Here he reveals some lessons he's learnt from his career in the industry – a top 20 to do list worth checking out...
We artists are an odd breed. There's nothing in our formal training that teaches us to collaborate with other artists, let alone with engineers, marketers, producers and players.
Everything I have learned about being an art director has been on the job. I may not have done it all, but I've certainly done a lot.
I've worn a lot of different hats, from animator to character designer to texture artist to background artist. Today, I'm the art director at WildTangent Studios, and though it's impossible to achieve total mastery of art direction, I've learned a few tips along the way. Here they are!
01. Perfect your portfolio
Only put really good stuff in your portfolio. Honestly assess your work and compare it to the pros; if a piece isn't that good, then don't put it in your portfolio.
Your portfolio is only as strong as the weakest piece in it. If you are making a demo reel, don't save your best stuff for last.
I have a lot to do on any given day and I won't watch the whole reel if I'm not wowed in the first 15 seconds.
02. Know what's appropriate
Is the work in your portfolio appropriate for the job you are applying to? Don't expect to get an interview if you are applying to make art for a super-realistic FPS and only have cartoony stuff in your portfolio.
Art Directors can't afford to assume that you can do a job if you don't have specific samples of it in your portfolio.
03. What the hell is UI/UX design
Learn about UI/UX design and note examples in your portfolio and on your resume. Practice making UI designs.
Most of the art jobs in the industry right now are UI jobs or at least require UI experience along with other art abilities.
04. Get linked
If you aren't already on LinkedIn, get on it.
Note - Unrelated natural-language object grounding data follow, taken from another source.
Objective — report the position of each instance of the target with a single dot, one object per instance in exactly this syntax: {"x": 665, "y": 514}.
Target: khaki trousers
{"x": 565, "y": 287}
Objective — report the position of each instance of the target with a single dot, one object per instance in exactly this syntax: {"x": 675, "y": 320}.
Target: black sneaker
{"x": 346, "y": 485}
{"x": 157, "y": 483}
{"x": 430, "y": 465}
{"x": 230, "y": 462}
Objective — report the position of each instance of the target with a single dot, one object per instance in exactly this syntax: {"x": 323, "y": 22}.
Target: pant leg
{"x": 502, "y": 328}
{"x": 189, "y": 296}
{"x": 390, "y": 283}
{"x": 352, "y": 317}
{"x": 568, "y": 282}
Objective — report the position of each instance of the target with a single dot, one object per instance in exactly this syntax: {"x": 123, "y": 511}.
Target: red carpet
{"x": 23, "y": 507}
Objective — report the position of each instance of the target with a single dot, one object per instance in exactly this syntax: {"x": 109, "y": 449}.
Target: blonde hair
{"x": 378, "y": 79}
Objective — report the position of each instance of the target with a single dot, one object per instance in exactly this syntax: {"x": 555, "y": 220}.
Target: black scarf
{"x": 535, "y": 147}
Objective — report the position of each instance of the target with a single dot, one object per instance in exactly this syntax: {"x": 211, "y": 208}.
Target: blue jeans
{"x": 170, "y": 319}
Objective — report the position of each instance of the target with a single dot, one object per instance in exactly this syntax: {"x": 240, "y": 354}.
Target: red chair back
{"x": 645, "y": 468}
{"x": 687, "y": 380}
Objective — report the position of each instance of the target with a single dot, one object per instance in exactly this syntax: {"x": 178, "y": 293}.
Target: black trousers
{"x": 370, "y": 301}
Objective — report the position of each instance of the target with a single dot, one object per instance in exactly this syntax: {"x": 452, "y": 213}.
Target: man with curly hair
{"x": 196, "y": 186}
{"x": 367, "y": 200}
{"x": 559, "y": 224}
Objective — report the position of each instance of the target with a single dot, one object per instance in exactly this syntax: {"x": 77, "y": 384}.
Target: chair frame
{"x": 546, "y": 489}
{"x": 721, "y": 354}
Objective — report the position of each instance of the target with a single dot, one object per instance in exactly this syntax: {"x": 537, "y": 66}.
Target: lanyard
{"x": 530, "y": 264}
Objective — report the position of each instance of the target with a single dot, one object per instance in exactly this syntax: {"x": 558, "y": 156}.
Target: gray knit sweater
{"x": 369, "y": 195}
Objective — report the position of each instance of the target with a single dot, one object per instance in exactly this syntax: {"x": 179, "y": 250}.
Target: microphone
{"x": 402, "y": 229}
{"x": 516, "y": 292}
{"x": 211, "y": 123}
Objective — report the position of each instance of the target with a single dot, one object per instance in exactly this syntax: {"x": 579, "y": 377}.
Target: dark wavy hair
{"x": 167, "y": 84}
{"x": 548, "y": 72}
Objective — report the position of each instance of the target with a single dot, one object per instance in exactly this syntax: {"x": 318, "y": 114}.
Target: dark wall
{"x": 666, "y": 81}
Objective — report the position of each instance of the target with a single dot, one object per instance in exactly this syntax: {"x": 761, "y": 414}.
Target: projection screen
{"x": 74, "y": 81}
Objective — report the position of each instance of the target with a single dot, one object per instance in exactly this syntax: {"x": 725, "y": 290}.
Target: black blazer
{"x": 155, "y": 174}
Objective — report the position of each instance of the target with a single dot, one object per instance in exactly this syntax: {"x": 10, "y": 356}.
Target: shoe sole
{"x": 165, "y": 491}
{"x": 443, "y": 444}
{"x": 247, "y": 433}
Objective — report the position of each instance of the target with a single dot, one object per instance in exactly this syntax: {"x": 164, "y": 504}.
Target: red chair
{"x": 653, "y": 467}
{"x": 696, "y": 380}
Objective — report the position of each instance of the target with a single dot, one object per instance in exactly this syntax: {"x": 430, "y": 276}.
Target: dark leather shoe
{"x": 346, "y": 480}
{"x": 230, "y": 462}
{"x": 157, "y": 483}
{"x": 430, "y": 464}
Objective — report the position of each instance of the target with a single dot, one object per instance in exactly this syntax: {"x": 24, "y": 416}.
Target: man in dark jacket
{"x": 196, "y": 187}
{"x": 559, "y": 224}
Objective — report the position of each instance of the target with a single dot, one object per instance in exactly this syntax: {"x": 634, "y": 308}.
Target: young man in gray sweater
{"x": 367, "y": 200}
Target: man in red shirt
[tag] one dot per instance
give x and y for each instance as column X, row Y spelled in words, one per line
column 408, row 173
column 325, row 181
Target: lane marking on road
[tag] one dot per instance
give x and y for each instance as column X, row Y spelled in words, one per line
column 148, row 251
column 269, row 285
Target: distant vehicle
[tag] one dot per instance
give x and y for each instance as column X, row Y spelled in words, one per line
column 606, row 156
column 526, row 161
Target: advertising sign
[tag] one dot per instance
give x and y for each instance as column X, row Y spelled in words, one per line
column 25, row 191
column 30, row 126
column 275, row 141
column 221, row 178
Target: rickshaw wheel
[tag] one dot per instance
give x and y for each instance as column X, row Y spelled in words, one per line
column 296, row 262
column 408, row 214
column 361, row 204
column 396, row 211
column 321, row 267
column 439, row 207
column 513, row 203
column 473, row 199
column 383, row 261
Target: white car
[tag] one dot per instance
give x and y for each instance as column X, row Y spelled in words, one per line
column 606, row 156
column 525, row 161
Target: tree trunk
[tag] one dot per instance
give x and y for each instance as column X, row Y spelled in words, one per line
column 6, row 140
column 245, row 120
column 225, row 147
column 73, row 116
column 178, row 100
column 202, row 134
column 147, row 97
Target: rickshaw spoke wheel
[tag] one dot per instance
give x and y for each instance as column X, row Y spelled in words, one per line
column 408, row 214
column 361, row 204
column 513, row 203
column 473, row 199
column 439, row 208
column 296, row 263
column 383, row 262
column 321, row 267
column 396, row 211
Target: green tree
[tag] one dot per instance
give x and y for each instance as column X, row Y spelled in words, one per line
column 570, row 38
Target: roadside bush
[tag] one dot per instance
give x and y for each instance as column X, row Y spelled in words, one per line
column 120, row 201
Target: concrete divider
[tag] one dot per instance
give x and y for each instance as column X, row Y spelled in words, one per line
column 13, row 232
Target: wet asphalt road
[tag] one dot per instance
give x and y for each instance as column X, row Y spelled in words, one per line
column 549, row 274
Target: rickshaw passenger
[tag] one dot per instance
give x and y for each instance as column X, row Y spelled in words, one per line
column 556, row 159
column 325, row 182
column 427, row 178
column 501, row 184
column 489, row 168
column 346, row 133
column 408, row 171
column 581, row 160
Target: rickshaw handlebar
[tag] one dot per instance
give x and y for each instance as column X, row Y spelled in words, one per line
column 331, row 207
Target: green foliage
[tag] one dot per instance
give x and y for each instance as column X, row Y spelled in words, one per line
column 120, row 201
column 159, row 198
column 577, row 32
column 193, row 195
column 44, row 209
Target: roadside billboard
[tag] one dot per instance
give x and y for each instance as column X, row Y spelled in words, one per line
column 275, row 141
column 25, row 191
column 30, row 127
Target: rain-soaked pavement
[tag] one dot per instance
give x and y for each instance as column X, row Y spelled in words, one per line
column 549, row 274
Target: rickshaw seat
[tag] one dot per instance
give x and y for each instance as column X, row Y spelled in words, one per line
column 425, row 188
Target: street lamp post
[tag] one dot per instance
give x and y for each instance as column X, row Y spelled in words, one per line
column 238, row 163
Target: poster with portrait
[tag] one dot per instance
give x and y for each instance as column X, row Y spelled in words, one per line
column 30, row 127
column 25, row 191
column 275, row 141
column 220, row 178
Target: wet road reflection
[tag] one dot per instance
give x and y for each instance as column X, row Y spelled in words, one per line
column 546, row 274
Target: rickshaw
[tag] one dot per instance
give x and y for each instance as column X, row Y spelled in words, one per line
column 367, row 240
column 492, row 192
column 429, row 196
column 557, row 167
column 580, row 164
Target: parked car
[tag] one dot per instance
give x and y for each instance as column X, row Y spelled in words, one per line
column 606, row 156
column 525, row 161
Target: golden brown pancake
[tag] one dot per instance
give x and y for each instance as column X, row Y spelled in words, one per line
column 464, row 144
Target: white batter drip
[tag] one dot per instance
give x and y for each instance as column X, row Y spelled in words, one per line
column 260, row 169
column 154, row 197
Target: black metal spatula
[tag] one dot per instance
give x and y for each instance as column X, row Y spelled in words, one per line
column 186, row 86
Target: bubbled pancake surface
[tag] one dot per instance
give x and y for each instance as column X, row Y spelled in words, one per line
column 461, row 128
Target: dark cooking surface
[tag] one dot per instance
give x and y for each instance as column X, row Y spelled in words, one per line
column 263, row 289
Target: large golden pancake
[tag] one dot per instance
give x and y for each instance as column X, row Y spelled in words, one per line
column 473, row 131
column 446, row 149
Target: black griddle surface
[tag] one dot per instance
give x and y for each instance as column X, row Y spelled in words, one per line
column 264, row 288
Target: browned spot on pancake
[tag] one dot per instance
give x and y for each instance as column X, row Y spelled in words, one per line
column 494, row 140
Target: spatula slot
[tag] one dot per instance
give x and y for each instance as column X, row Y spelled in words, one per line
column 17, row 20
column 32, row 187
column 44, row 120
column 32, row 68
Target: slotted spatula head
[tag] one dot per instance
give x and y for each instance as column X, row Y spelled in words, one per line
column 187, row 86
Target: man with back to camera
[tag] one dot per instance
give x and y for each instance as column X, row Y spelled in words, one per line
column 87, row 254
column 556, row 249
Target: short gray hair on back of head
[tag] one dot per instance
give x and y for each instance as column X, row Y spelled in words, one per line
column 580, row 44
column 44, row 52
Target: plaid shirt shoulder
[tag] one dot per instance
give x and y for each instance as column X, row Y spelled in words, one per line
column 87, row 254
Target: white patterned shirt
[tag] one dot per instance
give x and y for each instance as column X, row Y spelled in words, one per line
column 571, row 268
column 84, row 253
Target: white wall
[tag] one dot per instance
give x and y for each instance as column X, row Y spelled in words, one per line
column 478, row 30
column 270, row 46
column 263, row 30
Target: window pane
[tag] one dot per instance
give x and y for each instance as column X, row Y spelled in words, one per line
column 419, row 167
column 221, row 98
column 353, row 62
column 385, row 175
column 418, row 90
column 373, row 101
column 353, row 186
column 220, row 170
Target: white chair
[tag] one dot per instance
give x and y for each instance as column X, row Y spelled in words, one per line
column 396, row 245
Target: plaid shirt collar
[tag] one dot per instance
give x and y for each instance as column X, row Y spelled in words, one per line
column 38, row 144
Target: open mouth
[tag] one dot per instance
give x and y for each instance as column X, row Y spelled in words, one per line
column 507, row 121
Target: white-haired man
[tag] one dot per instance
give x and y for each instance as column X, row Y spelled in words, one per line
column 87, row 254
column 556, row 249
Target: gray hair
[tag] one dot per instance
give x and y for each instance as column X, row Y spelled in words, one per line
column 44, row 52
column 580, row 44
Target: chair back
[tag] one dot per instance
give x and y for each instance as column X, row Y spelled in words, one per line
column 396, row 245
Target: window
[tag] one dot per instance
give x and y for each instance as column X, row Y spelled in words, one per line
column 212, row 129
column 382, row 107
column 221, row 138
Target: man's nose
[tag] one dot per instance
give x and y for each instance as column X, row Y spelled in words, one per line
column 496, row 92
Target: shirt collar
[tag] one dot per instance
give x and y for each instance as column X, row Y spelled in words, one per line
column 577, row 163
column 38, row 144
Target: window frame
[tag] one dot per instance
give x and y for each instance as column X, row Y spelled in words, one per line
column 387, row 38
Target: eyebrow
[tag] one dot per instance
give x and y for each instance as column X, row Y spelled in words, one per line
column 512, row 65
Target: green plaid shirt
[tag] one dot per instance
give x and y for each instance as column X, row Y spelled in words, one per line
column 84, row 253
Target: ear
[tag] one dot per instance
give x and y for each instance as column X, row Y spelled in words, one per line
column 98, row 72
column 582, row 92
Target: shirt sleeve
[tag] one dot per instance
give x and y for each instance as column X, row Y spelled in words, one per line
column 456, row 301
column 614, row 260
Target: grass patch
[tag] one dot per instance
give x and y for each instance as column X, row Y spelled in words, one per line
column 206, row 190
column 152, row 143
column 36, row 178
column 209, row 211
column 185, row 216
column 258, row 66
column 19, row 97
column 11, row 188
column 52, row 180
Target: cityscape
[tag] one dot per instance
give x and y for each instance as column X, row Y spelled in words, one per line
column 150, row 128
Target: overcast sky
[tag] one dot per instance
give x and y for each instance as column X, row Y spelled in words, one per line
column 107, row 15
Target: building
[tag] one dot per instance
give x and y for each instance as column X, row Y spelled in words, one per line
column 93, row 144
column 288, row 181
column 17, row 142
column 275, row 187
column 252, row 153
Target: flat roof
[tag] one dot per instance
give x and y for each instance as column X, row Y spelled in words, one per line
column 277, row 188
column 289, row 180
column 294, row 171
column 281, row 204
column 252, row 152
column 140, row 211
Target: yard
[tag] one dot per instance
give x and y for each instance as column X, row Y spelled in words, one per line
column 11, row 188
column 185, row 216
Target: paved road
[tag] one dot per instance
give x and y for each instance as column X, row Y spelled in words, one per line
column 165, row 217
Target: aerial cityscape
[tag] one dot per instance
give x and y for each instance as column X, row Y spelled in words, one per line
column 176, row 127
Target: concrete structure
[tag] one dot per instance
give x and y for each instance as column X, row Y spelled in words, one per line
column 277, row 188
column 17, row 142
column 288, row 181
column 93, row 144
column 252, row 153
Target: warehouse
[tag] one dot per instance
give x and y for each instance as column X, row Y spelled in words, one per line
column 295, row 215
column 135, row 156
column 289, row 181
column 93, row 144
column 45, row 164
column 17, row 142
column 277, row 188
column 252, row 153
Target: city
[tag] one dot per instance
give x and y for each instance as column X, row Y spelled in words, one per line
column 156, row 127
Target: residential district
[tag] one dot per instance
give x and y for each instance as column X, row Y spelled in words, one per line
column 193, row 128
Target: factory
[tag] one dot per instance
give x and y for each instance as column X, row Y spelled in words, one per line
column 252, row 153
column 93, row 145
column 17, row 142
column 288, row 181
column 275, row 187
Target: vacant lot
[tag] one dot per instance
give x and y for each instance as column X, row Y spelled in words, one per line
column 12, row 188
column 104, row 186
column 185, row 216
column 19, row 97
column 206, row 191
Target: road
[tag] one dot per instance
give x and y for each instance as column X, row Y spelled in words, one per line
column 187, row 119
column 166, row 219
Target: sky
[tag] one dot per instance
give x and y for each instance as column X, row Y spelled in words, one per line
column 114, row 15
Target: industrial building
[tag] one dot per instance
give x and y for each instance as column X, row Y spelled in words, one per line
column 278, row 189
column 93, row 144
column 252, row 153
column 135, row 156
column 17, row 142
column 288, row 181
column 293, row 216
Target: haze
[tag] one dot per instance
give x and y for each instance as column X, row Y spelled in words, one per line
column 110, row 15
I have found many artists on LinkedIn who I have ended up hiring.
If you don't have a lot of game jobs under your belt, be sure to list your non-game jobs, particularly if you are working as part of a team.
In my book, team experience is a critical component of any candidate.
05. Join the club
Look for game art groups/sketch clubs in your area, as this is a good way to make connections. If there isn't one, then start one yourself.
06. Be realistic.
Don't assume that you are going to start out making cool character art in your first game art job. Those tasks are usually for the more advanced and experienced people with seniority.
07. Take crits in your stride
If you get a job, be prepared to take criticism, particularly from non-artists. The whole team has a vested interest in how the game looks, so you are going to get critiques from all corners of the team.
Listen to them. If a non-artist is telling you that something doesn't look right then there's a good chance that the players will have the same experience.